Always follow the manufacturer’s instructions for battery charging and storage for the best results, and never store Li-ion batteries for long periods fully discharged.
Check both the battery life between charges, and the time to recharge, before you decide which trimmer to buy. If the battery will not last long enough for you to complete your trimming job you may need to buy a second battery, or consider another trimmer with longer battery life.
A two year warranty is fairly typical for hedge trimmers. Be aware that residential hedge trimmers are not built for commercial or continuous use, and this type of use will invalidate the warranty.

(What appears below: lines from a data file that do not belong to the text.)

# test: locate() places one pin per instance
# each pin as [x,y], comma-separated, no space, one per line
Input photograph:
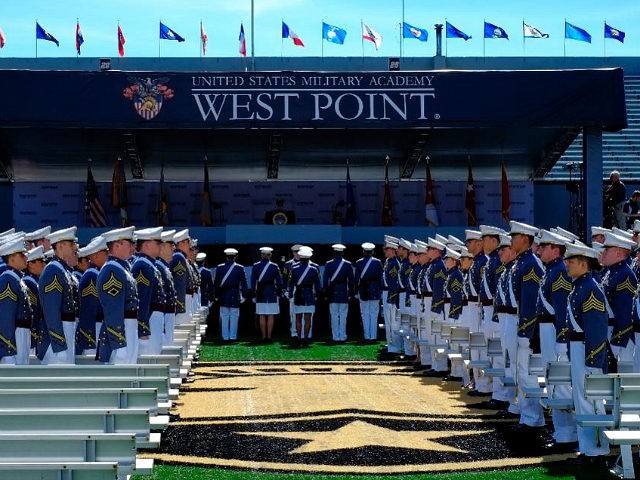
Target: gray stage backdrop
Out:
[38,204]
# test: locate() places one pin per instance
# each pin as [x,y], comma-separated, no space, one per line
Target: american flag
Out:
[94,212]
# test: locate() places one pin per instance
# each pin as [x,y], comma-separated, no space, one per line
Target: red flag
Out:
[243,43]
[506,200]
[121,42]
[387,211]
[430,212]
[470,200]
[204,39]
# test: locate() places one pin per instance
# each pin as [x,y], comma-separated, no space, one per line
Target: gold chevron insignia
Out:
[179,269]
[90,290]
[532,275]
[142,279]
[113,286]
[8,293]
[626,285]
[55,285]
[561,283]
[593,303]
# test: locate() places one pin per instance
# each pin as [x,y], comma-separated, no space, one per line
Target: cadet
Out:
[151,295]
[58,296]
[230,290]
[118,342]
[90,309]
[368,285]
[303,287]
[588,320]
[554,331]
[337,284]
[15,308]
[180,271]
[619,285]
[526,274]
[266,284]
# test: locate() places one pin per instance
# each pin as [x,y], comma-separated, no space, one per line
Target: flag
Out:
[163,202]
[430,212]
[453,32]
[79,37]
[350,217]
[42,34]
[94,213]
[119,191]
[506,199]
[167,34]
[288,33]
[370,34]
[609,32]
[243,42]
[121,42]
[205,209]
[203,39]
[409,31]
[387,209]
[494,31]
[576,33]
[470,199]
[532,32]
[333,34]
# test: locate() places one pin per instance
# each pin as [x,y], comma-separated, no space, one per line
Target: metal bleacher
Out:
[621,150]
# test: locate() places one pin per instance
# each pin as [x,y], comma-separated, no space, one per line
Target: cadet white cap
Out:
[181,235]
[14,246]
[125,233]
[37,234]
[96,245]
[574,250]
[613,240]
[548,237]
[167,236]
[68,234]
[36,253]
[472,235]
[368,246]
[433,243]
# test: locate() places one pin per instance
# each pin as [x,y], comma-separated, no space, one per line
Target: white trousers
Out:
[591,440]
[369,311]
[339,312]
[229,320]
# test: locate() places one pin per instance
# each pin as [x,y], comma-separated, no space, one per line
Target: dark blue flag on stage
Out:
[453,32]
[610,32]
[350,217]
[42,34]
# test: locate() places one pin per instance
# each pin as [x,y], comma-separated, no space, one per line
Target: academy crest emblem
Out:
[148,95]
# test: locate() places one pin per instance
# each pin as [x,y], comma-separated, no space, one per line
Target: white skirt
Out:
[267,308]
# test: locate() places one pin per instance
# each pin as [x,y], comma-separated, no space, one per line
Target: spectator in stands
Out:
[631,208]
[614,198]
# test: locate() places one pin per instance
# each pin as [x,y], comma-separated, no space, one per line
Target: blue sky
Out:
[221,18]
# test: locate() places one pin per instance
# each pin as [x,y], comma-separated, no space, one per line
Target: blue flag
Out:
[44,35]
[409,31]
[333,34]
[576,33]
[610,32]
[167,34]
[494,31]
[453,32]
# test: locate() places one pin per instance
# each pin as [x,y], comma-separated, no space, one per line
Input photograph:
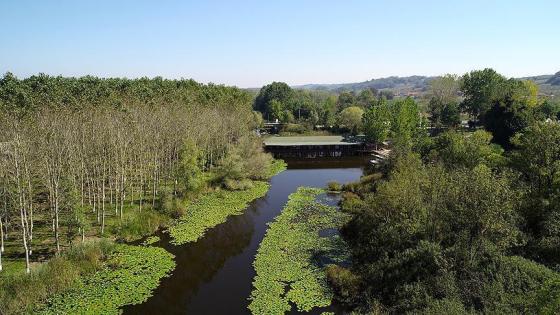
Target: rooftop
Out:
[311,140]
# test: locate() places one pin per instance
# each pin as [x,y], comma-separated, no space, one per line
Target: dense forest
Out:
[86,157]
[463,221]
[461,217]
[419,85]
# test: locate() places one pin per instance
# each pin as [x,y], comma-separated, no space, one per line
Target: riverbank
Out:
[128,274]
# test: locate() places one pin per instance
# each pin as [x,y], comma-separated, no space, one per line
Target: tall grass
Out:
[20,293]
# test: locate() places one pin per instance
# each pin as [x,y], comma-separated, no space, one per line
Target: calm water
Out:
[215,274]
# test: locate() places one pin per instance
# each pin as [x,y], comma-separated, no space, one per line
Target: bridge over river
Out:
[315,146]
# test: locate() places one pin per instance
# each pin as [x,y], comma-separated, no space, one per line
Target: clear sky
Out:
[251,43]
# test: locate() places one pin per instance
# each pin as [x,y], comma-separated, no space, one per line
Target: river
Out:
[214,275]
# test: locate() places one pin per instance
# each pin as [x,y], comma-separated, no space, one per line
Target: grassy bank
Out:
[292,258]
[127,277]
[213,208]
[96,277]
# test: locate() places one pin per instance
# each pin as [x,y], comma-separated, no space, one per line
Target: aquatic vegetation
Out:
[129,276]
[213,209]
[151,240]
[291,259]
[276,167]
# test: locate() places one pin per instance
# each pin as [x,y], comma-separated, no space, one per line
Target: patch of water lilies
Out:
[291,259]
[151,240]
[129,277]
[213,209]
[276,167]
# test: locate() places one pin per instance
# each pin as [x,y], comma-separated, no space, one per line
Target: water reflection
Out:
[215,274]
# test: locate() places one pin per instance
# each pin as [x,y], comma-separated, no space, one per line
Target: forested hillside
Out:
[463,221]
[87,157]
[418,85]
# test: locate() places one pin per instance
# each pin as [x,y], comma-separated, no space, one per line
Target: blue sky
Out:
[251,43]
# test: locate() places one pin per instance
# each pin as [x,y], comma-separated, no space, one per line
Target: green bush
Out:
[20,293]
[334,186]
[139,224]
[346,285]
[294,128]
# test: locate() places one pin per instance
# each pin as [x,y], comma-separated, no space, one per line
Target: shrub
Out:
[293,128]
[334,186]
[138,224]
[20,293]
[345,284]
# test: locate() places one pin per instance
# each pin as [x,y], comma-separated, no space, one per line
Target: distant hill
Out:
[554,80]
[397,84]
[418,85]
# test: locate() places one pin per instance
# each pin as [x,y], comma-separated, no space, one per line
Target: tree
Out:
[279,92]
[377,122]
[444,106]
[480,88]
[456,149]
[351,118]
[345,100]
[512,112]
[405,121]
[428,233]
[366,98]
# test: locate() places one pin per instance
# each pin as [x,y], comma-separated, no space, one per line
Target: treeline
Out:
[311,108]
[75,151]
[466,221]
[480,98]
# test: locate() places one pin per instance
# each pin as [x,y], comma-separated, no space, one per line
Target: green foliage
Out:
[21,293]
[443,106]
[456,149]
[377,122]
[511,113]
[293,240]
[129,276]
[244,160]
[137,225]
[537,157]
[212,209]
[430,233]
[189,167]
[405,122]
[151,240]
[273,99]
[351,119]
[548,298]
[480,88]
[346,285]
[334,186]
[276,167]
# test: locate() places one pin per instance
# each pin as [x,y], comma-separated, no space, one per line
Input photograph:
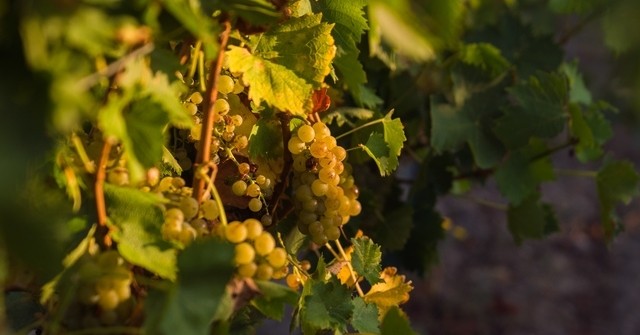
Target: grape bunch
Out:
[103,293]
[185,219]
[256,254]
[325,196]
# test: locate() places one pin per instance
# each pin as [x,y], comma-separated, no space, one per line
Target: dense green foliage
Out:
[195,167]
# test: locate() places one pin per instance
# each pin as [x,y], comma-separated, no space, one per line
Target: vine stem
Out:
[368,124]
[210,114]
[351,271]
[101,208]
[577,173]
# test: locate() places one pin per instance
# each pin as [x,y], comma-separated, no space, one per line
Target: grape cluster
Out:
[256,254]
[184,219]
[325,196]
[103,292]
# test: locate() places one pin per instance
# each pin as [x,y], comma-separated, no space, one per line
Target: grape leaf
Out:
[350,24]
[328,306]
[395,322]
[198,23]
[365,317]
[451,127]
[366,259]
[485,56]
[138,218]
[273,298]
[530,219]
[578,91]
[521,173]
[279,86]
[188,306]
[538,111]
[265,140]
[392,291]
[617,181]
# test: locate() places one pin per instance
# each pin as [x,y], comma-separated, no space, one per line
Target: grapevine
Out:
[209,163]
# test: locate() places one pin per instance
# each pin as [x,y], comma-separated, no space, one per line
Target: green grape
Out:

Many trimmers now come fitted with a hand guard, to protect the operator from flying debris being flung back from the blades.
To reduce the chance of accidental starting, and increase safety, look for a trimmer which requires both hands to press a button before starting.
Some trimmers come with a built-in brake, which will stop the blades almost instantly once the trimmer is turned off, reducing the chance of accident or injury.
Personal Protective Equipment
Ear, eye and hand protection is a must when using a hedge trimmer. Earplugs are an inexpensive way to protect your hearing. Wear safety glasses or goggles, and a decent pair of gloves. Non-slip footwear is also essential.